「外気浴(かぜ)をもとめて」#14オーストリア・ザルツブルク編

外気浴(かぜ)をもとめて~欧州サウナ紀行~

Ciao! イタリア在住の木村です。ドイツから再びイタリアに生活の場を移しました。

根っからのサウナっ子で日本では毎日のようにサウナに通っていた私が、欧州各地のサウナと外気浴(かぜ)を求めて、月に1度欧州のサウナリポートをお届けしております。

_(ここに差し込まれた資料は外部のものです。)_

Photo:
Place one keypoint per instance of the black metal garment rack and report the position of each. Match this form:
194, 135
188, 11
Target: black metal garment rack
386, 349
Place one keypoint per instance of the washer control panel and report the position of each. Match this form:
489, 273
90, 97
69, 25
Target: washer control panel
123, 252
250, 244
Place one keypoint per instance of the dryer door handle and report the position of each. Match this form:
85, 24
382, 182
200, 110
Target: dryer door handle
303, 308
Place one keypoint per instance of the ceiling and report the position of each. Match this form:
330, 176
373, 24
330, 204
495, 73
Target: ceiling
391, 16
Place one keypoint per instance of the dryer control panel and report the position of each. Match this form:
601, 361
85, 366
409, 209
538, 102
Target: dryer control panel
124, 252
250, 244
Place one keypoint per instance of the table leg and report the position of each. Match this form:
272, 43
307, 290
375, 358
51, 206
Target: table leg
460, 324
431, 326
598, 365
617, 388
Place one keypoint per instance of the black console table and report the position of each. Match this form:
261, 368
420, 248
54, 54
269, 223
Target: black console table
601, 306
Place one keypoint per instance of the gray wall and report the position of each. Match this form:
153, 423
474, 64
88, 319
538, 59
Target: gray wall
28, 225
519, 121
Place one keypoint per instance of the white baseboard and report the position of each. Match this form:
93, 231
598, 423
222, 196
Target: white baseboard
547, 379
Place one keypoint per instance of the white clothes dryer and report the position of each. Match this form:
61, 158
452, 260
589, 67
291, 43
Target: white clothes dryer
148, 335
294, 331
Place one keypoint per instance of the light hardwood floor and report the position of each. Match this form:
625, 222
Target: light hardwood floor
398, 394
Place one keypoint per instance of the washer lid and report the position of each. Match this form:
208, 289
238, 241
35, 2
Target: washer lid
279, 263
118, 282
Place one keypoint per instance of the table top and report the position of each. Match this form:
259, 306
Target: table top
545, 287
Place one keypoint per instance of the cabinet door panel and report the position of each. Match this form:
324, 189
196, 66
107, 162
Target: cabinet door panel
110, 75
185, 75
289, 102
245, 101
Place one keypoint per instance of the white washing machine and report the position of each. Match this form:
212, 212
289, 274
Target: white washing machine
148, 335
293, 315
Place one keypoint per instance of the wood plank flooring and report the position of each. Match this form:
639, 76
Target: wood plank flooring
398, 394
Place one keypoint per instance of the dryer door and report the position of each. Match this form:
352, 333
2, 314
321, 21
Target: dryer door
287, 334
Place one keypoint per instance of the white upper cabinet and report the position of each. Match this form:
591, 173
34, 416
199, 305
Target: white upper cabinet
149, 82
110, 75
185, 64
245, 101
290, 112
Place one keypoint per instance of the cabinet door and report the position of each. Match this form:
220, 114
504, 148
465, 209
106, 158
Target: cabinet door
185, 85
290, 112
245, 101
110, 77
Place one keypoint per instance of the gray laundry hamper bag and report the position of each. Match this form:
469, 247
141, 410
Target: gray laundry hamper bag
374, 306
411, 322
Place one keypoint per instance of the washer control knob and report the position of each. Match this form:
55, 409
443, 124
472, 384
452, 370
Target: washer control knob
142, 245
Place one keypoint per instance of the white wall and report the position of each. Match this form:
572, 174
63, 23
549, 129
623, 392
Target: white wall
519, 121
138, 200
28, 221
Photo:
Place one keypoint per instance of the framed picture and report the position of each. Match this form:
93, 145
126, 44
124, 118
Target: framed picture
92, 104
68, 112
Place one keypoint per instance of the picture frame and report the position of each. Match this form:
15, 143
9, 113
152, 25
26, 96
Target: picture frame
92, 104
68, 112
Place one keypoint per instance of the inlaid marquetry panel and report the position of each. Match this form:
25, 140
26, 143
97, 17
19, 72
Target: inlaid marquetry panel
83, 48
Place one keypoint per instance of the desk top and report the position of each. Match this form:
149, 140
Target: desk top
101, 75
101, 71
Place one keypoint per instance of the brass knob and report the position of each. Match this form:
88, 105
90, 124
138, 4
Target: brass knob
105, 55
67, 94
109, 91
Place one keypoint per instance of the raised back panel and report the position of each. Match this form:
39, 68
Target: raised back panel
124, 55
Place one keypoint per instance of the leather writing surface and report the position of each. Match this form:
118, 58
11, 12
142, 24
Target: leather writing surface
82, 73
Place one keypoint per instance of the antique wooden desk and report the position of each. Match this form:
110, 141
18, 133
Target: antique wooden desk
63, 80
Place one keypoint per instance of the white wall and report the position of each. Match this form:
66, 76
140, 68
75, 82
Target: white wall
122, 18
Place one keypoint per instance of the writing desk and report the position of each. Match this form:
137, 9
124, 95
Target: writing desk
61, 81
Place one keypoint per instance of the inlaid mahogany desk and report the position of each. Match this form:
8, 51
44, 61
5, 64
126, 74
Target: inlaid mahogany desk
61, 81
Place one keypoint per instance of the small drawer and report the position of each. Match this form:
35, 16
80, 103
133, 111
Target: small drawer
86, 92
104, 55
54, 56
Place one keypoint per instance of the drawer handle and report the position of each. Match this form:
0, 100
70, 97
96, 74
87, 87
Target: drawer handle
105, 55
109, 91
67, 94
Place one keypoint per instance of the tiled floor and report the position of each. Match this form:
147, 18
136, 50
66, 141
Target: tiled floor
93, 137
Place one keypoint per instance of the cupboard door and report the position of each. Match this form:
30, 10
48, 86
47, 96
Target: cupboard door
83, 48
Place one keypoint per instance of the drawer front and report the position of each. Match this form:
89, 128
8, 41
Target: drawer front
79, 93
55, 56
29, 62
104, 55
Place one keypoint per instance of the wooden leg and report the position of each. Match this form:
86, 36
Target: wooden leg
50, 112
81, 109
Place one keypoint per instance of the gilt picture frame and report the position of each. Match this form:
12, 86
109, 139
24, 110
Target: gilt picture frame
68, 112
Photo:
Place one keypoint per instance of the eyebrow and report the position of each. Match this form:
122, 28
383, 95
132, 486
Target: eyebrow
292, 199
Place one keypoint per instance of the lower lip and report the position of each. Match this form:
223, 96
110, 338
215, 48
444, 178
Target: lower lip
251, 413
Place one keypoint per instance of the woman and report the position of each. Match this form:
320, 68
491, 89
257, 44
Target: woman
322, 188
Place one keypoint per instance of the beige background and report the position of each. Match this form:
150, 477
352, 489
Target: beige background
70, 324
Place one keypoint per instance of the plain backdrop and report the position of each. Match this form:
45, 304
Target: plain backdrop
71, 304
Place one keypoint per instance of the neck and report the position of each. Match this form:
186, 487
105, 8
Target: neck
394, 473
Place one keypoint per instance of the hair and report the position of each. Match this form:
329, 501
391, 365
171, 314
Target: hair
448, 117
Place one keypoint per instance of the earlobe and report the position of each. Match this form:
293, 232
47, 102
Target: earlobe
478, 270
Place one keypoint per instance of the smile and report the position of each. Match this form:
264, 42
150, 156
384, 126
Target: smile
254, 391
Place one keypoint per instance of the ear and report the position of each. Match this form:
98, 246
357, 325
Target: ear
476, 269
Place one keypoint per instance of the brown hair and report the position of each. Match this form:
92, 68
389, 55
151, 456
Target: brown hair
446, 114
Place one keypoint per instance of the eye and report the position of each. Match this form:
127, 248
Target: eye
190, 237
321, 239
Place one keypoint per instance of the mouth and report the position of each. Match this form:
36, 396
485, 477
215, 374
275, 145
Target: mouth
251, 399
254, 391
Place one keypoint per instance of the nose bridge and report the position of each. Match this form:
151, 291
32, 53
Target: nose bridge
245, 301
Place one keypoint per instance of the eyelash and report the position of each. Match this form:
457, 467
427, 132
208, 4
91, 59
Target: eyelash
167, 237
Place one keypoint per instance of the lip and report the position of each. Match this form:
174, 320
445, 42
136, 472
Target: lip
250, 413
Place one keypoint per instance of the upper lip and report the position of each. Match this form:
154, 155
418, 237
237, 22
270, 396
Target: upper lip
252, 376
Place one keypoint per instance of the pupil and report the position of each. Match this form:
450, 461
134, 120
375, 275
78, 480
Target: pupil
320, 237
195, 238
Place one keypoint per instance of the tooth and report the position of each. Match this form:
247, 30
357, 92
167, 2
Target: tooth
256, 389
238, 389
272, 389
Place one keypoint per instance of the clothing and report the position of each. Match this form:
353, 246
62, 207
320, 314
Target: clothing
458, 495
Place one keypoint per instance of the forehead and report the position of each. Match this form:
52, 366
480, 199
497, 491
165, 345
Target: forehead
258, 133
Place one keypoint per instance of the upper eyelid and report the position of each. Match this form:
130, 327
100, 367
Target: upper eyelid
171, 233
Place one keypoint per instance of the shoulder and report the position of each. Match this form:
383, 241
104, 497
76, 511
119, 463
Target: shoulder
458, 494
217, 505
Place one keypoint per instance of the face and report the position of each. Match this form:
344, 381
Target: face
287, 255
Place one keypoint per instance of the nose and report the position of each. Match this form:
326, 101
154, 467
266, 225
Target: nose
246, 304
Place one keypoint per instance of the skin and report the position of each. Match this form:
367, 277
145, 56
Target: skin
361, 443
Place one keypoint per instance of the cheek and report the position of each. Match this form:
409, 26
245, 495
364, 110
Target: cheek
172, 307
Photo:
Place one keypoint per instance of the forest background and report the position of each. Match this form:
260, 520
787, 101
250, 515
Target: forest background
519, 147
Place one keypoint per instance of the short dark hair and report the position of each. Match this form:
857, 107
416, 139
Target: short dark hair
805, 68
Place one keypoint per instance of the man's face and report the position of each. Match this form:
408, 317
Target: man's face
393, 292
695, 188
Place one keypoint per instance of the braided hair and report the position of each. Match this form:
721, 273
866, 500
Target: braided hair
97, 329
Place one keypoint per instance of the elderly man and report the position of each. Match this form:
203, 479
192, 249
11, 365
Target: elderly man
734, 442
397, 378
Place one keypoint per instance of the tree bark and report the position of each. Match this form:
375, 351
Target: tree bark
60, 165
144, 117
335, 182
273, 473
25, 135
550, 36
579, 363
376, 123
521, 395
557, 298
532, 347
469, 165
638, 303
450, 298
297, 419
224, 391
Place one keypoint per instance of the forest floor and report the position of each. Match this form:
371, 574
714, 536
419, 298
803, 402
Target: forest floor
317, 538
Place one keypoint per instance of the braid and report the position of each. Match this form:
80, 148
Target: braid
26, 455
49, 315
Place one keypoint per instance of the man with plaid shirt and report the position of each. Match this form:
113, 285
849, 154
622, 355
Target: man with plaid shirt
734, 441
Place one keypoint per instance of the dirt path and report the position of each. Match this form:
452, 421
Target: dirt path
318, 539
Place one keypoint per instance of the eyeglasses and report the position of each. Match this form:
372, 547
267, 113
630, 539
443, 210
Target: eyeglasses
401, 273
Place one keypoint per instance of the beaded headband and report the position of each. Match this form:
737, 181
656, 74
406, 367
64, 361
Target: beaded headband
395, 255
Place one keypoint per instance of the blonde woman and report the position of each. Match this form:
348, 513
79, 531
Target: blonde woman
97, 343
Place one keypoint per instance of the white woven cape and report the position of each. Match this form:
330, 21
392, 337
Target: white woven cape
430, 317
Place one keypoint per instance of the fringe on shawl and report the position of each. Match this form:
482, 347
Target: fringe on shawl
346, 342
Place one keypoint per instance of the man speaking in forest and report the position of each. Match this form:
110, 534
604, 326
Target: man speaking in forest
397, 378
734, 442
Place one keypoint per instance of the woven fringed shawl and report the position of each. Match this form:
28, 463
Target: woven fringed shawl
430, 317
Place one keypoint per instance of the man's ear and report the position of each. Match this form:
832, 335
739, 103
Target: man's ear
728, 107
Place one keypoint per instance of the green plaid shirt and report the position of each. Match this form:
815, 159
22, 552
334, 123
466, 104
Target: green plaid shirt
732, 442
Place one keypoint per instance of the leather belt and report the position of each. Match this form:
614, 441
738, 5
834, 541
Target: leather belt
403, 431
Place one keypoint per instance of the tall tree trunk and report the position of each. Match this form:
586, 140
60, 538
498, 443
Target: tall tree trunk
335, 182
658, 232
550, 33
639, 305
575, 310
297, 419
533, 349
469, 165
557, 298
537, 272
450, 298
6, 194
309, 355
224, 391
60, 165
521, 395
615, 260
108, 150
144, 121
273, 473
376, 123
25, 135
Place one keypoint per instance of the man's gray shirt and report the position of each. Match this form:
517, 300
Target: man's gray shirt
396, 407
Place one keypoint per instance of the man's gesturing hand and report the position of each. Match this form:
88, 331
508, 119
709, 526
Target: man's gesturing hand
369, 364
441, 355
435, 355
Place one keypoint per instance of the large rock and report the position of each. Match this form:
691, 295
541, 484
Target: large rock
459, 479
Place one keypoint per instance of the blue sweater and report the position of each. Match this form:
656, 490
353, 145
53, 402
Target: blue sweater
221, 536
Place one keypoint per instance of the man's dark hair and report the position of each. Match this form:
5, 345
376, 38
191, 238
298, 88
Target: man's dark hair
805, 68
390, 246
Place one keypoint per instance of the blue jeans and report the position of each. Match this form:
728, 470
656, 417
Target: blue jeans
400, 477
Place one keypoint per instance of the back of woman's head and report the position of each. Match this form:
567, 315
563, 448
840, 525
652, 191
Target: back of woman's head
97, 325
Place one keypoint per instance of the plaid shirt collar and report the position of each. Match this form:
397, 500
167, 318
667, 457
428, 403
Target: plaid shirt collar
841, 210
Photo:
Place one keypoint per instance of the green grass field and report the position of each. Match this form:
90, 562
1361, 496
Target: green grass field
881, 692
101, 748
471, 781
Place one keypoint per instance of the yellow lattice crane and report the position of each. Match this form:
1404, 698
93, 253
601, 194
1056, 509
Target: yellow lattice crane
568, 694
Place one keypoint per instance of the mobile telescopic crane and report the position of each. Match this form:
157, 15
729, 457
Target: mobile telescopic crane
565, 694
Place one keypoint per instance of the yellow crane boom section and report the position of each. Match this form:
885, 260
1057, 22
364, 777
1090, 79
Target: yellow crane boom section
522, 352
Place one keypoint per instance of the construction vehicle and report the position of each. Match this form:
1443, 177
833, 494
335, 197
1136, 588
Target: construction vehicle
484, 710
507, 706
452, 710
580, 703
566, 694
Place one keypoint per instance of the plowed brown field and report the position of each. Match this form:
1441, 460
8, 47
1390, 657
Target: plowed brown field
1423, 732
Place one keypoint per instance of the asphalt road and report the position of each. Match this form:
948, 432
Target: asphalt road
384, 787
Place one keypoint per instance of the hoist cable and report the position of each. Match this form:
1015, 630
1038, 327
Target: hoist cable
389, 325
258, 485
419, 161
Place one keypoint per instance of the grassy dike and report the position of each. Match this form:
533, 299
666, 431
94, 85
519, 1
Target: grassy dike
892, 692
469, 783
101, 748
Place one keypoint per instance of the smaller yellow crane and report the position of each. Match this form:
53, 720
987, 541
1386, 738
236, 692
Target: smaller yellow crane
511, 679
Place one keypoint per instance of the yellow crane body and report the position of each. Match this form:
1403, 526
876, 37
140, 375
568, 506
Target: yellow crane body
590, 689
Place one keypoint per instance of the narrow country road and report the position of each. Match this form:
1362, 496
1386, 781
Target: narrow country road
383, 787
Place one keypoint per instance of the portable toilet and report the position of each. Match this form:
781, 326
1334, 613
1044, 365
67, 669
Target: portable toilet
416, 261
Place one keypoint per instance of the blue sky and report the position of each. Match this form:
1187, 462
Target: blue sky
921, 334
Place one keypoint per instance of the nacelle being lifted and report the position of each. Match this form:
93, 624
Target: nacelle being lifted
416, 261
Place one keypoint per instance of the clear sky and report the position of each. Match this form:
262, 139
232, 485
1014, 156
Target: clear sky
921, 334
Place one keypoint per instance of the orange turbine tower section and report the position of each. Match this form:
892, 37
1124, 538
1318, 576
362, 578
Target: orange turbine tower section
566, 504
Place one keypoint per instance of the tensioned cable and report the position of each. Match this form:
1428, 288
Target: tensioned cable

今回は、オーストリア・ザルツブルク近郊のサウナをご紹介したいと思います。久々にドイツ国外のサウナです。(前回の #13 ドイツ・ケルン編はこちらから)

目次

“モーツァルトの町”世界遺産ザルツブルク

ザルツブルクはドイツと国境を接する都市で、モーツァルトが生まれた土地としても有名。ミュンヘンから電車一本(2時間ほど)でアクセス可能(しかも月額49ユーロのドイツ鉄道チケットで行ける、ドイツ在住者にはお得な行き先)です。私が訪れた12月は、ちょうどクリスマスマーケットの開催時期で、世界遺産にも登録されている旧市街の雰囲気が最高に素晴らしい場所でした。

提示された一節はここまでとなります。